Earlier today, Kate reported on some confused remarks from John McCain on his plan for a carbon cap. Via Politico, the McCain campaign has now clarified the remarks. Here’s the original exchange:
QUESTION: The European Union has set mandatory targets on renewable energy. Is that something you would consider in a McCain administration? […]
MCCAIN: Sure. I believe in the cap-and-trade system, as you know. I would not at this time make those — impose a mandatory cap at this time. But I do believe that we have to establish targets for reductions of greenhouse gas emissions over time, and I think those can be met.
Here’s what the campaign said:
"John McCain was correctly reflecting his position, he just inadvertently said the word ‘cap’ instead of ‘target,’" said spokesman Tucker Bounds.
Today’s comment was a response to a question about mandatory "targets" for renewable energy — McCain believes that a cap-and-trade system provides enough market incentive for investment in renewables. If that’s the case (and many environmentalists would disagree), then mandatory targets wouldn’t be necessary.
McCain advisor Douglas Holtz-Eakin also defended McCain’s response to Greenwire. Here’s what McCain said then:
It’s not quote mandatory caps. It’s cap-and-trade, OK. It’s not mandatory caps to start with. It’s cap-and-trade. That’s very different. OK, because that’s a gradual reduction in greenhouse-gas emissions. So please portray it as cap-and-trade. That’s the way I call it.
Here’s what Holtz-Eakin said:
… McCain’s Greenwire response sounded confusing because he thought the interviewer was implying that there were mandatory caps on emissions for individuals and companies — not on the system as a whole.

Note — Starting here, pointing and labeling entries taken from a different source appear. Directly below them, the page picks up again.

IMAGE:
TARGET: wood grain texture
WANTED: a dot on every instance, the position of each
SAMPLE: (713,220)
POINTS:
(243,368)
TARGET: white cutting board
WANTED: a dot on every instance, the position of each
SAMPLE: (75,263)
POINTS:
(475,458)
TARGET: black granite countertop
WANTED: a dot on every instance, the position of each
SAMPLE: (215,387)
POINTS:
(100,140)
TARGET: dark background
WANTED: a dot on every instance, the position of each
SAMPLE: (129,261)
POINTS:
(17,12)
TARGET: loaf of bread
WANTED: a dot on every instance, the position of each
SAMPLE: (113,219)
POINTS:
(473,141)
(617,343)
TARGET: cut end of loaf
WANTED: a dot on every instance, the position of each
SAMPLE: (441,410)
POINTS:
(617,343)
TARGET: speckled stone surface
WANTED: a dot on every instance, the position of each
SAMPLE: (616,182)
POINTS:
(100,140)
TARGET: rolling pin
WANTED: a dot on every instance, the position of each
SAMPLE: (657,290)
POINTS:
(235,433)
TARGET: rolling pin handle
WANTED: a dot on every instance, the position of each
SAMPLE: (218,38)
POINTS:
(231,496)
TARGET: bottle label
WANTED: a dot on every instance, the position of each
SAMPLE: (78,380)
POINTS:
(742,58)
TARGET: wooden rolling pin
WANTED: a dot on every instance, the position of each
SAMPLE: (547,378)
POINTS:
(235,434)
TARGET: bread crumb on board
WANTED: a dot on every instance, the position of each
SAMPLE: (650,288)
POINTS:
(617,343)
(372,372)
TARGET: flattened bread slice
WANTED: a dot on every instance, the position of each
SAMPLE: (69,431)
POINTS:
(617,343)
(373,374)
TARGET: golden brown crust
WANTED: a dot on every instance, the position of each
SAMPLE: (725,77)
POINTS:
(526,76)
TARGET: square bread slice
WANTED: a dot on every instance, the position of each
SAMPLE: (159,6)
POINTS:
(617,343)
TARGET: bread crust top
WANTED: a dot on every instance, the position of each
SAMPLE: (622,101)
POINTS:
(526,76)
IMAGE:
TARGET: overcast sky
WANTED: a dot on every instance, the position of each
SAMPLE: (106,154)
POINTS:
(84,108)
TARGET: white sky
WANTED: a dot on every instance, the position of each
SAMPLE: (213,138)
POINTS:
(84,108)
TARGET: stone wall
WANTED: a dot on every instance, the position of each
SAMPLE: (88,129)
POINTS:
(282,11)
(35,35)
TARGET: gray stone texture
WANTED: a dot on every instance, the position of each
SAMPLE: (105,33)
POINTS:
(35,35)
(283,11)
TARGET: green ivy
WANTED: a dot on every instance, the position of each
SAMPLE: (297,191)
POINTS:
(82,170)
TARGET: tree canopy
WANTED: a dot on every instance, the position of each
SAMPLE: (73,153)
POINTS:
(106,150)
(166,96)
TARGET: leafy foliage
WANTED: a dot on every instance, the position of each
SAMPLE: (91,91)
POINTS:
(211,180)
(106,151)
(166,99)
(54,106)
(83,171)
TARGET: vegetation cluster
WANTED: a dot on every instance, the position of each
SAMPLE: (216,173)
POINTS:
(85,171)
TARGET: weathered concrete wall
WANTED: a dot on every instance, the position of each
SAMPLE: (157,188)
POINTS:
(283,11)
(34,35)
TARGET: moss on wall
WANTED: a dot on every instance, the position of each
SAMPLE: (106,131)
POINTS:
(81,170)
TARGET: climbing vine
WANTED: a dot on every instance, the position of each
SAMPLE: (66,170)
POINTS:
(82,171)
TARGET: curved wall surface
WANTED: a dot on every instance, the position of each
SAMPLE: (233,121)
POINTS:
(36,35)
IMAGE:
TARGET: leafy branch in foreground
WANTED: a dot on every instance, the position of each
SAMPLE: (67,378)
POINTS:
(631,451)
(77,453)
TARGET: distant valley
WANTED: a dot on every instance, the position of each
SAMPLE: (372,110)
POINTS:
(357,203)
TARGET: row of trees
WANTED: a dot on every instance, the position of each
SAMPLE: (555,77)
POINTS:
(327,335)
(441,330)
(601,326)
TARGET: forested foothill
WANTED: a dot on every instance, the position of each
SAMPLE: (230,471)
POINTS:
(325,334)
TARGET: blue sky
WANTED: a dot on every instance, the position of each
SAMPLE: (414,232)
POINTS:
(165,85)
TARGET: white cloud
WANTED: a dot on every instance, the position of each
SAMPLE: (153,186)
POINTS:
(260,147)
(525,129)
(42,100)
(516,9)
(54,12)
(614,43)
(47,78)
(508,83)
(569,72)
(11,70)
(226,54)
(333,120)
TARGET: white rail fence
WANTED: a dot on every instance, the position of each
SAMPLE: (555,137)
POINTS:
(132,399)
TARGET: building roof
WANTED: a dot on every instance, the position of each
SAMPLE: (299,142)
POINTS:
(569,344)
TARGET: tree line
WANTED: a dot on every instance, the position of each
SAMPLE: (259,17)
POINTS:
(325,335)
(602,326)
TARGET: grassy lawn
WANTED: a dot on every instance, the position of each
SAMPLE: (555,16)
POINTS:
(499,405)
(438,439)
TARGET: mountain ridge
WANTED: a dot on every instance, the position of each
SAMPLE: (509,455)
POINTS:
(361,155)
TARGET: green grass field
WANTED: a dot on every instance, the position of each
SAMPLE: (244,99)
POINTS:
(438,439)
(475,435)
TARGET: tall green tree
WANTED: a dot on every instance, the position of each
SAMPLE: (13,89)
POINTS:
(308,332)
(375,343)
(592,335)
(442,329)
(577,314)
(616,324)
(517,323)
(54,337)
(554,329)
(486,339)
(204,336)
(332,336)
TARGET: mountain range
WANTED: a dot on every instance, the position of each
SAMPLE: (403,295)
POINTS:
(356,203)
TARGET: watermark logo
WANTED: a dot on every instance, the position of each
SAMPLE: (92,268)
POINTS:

Still no explanation from the campaign for McCain’s remarks in January’s GOP debate in Florida. Here’s that exchange:
Tim Russert: Senator McCain, you are in favor of mandatory caps.
McCain: No, I’m in favor of cap-and-trade. And Joe Lieberman and I, one of my favorite Democrats and I, have proposed that — and we did the same thing with acid rain.
And all we are saying is, “Look, if you can reduce your greenhouse gas emissions, you earn a credit. If somebody else is going to increase theirs, you can sell it to them.” And, meanwhile, we have a gradual reduction in greenhouse gas emissions.
To be fair, these examples don’t establish that McCain flatly doesn’t understand there’s a mandatory cap in his cap-and-trade plan. A more likely explanation is that this is domestic policy and McCain simply doesn’t have his heart in it. He strikes the right pose, but it’s an inch deep — he’s not committed enough to it to overcome his instinctive conservative aversion to the word “mandatory.”
He supports a "market-based program" to "beat climate change" in the abstract, but he also wants gas tax holidays, domestic drilling incentives, megapork for nuclear and coal, no boosts in sector-specific efficiency or fuel economy standards, limited public investment, and enormous tax cuts. When the abstraction bumps into the conservative interest group, the abstraction gives way.